Eppure gli ultimi dieci anni ci hanno dimostrato, al di là di ogni ragionevole dubbio, grazie a Internet e non alle ricerche di mercato, che i contenuti brillanti, quelli che sanno “ingaggiare” davvero gli utenti, sono gli unici in grado di guadagnarsi spazio. Il che implica che abbiano saputo anche attirare l’attenzione del target. Perché il comportamento dello stesso utente dovrebbe essere diverso quando fruisce dei nostri messaggio attraverso media classici?
Perché in Italia non riusciamo a far comprendere ai committenti quello che le più importanti aziende del mondo hanno compreso da tempo? Quello che molte grandi aziende italiane dimostravano di avere compreso perfettamente già vent’anni fa, ancora prima delle evidenze fornite da Internet.
Vedo due motivazioni.
La prima l’ho ripetuta ormai infinite volte. In Italia non ci sono più grandi agenzie fondate o guidate da creativi. Dominano i “mezzani&ragionieri”, non creatori per definizione. Quindi, tra creatori di contenuti e imprenditori non c’è quasi mai un dialogo diretto o una autentica relazione.
È sicuramente un peccato per entrambi. Le due categorie, i due profili umani, sono accomunati dalla spinta a creare valore, anche se possiedono competenze diverse.
La seconda ragione è che anche tra i creatori di contenuti spesso manca una visione comune di cosa renda bella ed efficace una campagna.
Diversi soci, giovani e non, negli ultimi mesi mi hanno espresso un disagio che Annamaria Testa ha riassunto in queste tre righe:
i primi anni del club eravamo tutti più o meno d’accordo su che cosa fosse una buona campagna. Adesso, non nascondiamocelo, non è più così. E alcuni parametri di base si sono proprio perduti. Per esempio, la necessità di essere semplici e comprensibili. Di dire – bene – qualcosa di rilevante.
Sarebbe sano ripartire da quelli. Sano ma, temo, noioso.
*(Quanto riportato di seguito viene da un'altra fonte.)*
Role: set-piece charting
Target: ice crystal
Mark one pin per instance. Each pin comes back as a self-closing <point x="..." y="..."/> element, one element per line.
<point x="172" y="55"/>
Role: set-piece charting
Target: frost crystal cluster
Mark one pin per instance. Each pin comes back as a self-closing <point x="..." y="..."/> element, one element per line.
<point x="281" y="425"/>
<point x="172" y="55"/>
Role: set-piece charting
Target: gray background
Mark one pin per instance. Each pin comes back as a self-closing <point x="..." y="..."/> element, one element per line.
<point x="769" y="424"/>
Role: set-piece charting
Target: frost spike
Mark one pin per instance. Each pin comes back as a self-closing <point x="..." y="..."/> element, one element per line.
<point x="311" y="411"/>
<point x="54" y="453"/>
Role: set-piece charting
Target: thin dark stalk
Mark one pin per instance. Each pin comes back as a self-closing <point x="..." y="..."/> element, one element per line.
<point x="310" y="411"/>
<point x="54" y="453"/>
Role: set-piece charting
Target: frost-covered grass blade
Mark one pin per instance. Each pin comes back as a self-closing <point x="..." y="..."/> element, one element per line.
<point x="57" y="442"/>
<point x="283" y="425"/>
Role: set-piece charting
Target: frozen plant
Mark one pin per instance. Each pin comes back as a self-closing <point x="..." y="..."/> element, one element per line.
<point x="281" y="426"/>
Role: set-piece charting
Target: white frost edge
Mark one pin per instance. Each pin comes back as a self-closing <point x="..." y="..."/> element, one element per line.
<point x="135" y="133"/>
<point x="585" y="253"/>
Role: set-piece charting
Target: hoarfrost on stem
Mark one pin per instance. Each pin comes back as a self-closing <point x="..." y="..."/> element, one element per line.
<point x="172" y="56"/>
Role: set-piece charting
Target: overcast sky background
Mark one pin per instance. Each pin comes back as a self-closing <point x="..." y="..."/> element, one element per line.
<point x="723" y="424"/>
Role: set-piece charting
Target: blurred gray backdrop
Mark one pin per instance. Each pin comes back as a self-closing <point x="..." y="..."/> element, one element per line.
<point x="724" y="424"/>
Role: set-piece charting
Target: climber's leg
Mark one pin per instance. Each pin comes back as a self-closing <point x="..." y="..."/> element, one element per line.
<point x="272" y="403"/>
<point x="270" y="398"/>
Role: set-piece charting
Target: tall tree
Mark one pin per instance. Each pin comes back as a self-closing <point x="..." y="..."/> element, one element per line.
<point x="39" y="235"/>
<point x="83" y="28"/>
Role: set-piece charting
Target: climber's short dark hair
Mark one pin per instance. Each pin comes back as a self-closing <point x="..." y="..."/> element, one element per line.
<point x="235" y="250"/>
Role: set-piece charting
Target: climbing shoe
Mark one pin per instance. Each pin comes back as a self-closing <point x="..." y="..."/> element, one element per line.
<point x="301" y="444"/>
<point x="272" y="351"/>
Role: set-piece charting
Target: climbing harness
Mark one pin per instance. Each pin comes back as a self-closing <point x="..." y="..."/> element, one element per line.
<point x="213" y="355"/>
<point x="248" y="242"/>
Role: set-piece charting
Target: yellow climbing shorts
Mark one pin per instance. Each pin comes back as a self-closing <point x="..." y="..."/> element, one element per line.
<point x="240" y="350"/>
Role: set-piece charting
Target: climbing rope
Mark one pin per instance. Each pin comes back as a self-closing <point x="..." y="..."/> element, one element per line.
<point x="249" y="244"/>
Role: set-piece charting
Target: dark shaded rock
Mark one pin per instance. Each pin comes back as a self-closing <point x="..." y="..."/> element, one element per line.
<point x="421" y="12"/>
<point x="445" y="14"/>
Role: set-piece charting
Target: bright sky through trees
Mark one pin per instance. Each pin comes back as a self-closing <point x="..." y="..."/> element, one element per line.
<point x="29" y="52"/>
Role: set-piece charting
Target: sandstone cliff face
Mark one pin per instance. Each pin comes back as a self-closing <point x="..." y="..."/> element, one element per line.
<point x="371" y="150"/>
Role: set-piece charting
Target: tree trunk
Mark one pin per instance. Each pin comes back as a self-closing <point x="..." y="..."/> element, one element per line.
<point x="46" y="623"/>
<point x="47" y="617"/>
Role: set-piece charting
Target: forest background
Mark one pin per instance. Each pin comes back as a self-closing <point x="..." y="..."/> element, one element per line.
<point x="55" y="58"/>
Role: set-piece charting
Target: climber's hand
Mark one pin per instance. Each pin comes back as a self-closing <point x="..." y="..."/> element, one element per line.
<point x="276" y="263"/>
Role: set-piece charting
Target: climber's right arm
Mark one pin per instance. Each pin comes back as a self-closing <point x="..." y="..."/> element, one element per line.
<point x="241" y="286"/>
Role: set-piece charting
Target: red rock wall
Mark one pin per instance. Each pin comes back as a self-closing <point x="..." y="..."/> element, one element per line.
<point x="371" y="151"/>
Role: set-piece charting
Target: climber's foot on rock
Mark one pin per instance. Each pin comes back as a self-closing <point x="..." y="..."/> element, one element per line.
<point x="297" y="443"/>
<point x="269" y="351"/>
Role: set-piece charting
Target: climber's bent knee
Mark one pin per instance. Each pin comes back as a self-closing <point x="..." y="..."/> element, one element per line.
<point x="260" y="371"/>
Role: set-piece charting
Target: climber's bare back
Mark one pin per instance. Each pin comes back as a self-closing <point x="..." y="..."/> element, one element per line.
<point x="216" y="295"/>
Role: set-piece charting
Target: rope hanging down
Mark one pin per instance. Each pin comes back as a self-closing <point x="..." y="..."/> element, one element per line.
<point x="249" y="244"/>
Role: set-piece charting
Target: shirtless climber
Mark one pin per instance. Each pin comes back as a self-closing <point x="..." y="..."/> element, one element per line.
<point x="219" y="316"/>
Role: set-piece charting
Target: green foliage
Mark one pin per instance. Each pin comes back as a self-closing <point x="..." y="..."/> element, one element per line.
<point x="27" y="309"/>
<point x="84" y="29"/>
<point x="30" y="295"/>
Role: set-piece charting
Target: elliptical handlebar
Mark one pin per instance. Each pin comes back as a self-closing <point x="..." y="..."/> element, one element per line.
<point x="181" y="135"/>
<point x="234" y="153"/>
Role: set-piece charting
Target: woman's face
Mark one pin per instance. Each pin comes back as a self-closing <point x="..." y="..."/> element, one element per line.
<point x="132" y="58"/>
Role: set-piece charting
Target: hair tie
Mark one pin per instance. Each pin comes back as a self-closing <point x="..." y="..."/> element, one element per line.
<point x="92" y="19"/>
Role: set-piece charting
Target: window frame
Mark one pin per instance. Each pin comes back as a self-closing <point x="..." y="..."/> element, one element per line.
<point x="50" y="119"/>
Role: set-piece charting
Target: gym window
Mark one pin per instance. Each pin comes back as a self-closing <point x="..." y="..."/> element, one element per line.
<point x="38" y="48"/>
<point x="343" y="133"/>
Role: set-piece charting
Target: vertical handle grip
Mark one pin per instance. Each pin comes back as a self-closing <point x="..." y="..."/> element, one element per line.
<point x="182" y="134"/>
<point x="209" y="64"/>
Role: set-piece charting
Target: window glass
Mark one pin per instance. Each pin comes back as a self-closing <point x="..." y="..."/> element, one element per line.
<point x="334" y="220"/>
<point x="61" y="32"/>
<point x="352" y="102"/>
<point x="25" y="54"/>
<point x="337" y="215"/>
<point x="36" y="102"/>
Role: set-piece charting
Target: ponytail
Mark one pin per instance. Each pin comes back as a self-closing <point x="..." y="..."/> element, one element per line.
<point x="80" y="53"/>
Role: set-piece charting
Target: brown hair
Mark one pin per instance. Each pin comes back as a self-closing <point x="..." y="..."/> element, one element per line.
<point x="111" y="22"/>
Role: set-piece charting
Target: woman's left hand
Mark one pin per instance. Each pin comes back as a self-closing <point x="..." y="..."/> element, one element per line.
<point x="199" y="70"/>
La stessa Annamaria Testa, in uno scambio di opinioni sui criteri con cui valutare il nostro lavoro, ha scritto:
una campagna pubblicitaria, su qualsiasi medium e anche, finché c’è, sulla stampa, deve o presentare un prodotto nuovo, spiegandolo, o vantare le caratteristiche distintive di un prodotto noto (non della merceologia a cui questo appartiene, a meno che non si tratti di una campagna collettiva), o rendere interessante un prodotto banale e noioso, o rendere simpatico un prodotto tetro, o delineare nuovi e più consistenti motivi di acquisto… e così via.
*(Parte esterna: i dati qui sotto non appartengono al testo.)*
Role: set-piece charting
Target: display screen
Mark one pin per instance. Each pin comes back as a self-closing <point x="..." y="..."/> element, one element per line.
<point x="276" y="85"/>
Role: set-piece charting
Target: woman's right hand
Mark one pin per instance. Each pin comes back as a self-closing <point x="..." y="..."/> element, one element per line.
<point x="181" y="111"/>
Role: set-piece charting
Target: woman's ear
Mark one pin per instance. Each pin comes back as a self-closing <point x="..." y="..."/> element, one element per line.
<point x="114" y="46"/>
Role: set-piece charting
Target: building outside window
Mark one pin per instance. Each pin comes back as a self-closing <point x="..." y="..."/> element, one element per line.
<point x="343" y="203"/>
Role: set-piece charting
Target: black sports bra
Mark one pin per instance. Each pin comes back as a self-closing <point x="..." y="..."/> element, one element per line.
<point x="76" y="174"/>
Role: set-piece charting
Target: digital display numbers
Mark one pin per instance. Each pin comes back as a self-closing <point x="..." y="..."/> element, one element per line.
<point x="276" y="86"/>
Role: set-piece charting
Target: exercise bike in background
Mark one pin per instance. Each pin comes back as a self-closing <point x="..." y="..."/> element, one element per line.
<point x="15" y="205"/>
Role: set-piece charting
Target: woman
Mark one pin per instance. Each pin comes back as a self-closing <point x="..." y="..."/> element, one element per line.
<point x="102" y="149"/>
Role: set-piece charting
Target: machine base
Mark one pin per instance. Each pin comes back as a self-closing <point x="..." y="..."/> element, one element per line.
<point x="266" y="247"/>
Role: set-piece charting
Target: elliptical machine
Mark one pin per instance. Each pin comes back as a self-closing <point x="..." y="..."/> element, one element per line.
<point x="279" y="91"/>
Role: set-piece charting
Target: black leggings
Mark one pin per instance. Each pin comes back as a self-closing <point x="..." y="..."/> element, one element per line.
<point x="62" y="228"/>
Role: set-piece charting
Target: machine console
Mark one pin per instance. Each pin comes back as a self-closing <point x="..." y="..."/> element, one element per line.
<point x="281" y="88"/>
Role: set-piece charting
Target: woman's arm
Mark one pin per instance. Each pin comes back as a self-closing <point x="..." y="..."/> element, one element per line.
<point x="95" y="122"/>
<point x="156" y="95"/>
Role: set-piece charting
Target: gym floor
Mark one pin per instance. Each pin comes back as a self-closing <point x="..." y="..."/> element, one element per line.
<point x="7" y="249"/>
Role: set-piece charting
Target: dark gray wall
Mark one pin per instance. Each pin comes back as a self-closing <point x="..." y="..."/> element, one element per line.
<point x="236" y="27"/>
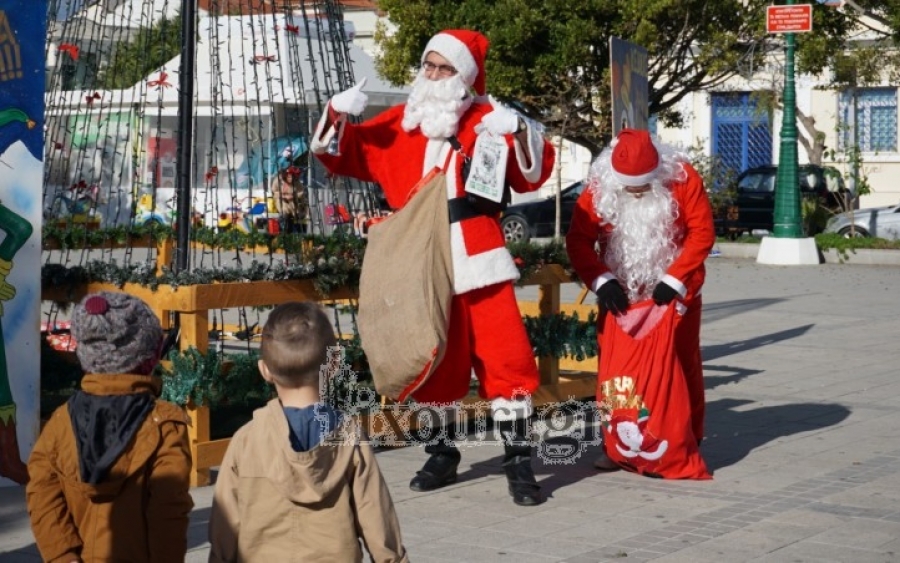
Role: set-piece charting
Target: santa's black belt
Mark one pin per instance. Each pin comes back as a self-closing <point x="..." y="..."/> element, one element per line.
<point x="468" y="207"/>
<point x="461" y="208"/>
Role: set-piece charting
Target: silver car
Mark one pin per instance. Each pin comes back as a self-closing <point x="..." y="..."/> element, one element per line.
<point x="881" y="222"/>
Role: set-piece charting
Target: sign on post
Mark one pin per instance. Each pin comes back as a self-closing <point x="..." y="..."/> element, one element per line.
<point x="630" y="92"/>
<point x="789" y="19"/>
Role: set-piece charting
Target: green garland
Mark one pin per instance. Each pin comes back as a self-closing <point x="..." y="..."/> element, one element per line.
<point x="213" y="378"/>
<point x="563" y="336"/>
<point x="218" y="379"/>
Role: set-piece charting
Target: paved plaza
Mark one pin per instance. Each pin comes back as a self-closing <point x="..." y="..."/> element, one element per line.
<point x="802" y="371"/>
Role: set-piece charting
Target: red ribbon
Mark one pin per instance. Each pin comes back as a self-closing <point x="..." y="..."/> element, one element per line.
<point x="161" y="82"/>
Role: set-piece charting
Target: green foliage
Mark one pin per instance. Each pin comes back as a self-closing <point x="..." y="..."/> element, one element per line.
<point x="531" y="257"/>
<point x="827" y="241"/>
<point x="148" y="50"/>
<point x="562" y="335"/>
<point x="204" y="379"/>
<point x="78" y="236"/>
<point x="215" y="379"/>
<point x="329" y="261"/>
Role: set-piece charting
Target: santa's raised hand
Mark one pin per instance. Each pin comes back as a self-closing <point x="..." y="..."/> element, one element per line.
<point x="501" y="121"/>
<point x="352" y="101"/>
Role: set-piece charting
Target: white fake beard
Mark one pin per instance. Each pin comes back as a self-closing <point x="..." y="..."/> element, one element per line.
<point x="436" y="106"/>
<point x="641" y="244"/>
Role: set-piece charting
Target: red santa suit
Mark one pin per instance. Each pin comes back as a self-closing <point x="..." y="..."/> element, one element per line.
<point x="486" y="330"/>
<point x="694" y="236"/>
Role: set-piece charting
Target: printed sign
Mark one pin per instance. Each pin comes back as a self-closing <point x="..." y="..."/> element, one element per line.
<point x="789" y="19"/>
<point x="488" y="173"/>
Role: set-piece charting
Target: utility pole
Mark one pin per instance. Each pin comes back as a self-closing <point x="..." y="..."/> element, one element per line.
<point x="184" y="214"/>
<point x="787" y="197"/>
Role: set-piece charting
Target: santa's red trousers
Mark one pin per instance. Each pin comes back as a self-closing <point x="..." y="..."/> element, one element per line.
<point x="687" y="347"/>
<point x="486" y="334"/>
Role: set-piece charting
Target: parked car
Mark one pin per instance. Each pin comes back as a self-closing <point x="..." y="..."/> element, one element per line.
<point x="523" y="221"/>
<point x="881" y="222"/>
<point x="751" y="202"/>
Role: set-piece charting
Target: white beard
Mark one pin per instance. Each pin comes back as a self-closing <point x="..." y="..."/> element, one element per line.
<point x="435" y="106"/>
<point x="641" y="245"/>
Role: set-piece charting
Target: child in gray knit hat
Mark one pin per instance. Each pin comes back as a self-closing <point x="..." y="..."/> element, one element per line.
<point x="114" y="448"/>
<point x="116" y="333"/>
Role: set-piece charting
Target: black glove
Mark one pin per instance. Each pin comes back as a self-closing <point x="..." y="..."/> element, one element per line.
<point x="612" y="297"/>
<point x="663" y="293"/>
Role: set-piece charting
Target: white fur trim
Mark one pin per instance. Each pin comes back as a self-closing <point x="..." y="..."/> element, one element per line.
<point x="634" y="181"/>
<point x="598" y="283"/>
<point x="535" y="150"/>
<point x="675" y="284"/>
<point x="456" y="52"/>
<point x="503" y="410"/>
<point x="480" y="270"/>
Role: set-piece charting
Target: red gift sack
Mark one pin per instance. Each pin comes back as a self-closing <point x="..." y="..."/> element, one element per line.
<point x="642" y="395"/>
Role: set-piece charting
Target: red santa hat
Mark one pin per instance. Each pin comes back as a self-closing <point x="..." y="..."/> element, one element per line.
<point x="635" y="159"/>
<point x="466" y="50"/>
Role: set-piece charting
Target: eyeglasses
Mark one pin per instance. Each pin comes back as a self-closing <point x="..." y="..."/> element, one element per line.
<point x="443" y="70"/>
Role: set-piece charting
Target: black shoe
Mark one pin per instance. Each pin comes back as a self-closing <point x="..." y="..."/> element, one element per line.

Ci basta un’immagine curiosa, corredata da un titolo spesso pretestuoso e là, nell’angolo, il prodotto, messo lì come una minuscola foglia di fico?
Davvero vogliamo continuare ad accontentarci di qualche pacca sulla spalla, una volta all’anno, agli Adci Awars e magari anche a Cannes? Davvero ci bastano poche noccioline di un business che dovrebbe essere nostro? Quando ricominceremo a ruggire tutti i giorni riappropriandoci del nostro ruolo? Solo le scimmiette ammaestrate possono trovare la felicità in qualche nocciolina.
NOTA IMPORTANTE
l’archivio storico degli oltre 5000 lavori selezionati dall’Art Directors Club è potenzialmente un piccolo patrimonio culturale. Ed è tenuto da schifo (lo slideshow lo dimostra). È nel nostro interesse “restaurarlo”, ma serve la collaborazione di tutti.
1) tutti gli autori di lavori entrati nei primi venti annual dovrebbero controllare quanto siano effettivamente fruibili e consultabili. E mandarci un formato più attuale, in modo che testo e immagini possano essere visti
2) tutti gli autori di commecial entrati negli annual dovrebbero inviarci un file digitale che ne possa consentire una programmazione di qualità anche in un cinema.
3) abbiamo bisogno di volontari, anche tra i più giovani, per raccogliere i materiali e riorganizzarne la fruizione. È un lavoro che può insegnare e far riflettere sul fatto che non dovreste mai e poi mai accontentarvi delle noccioline.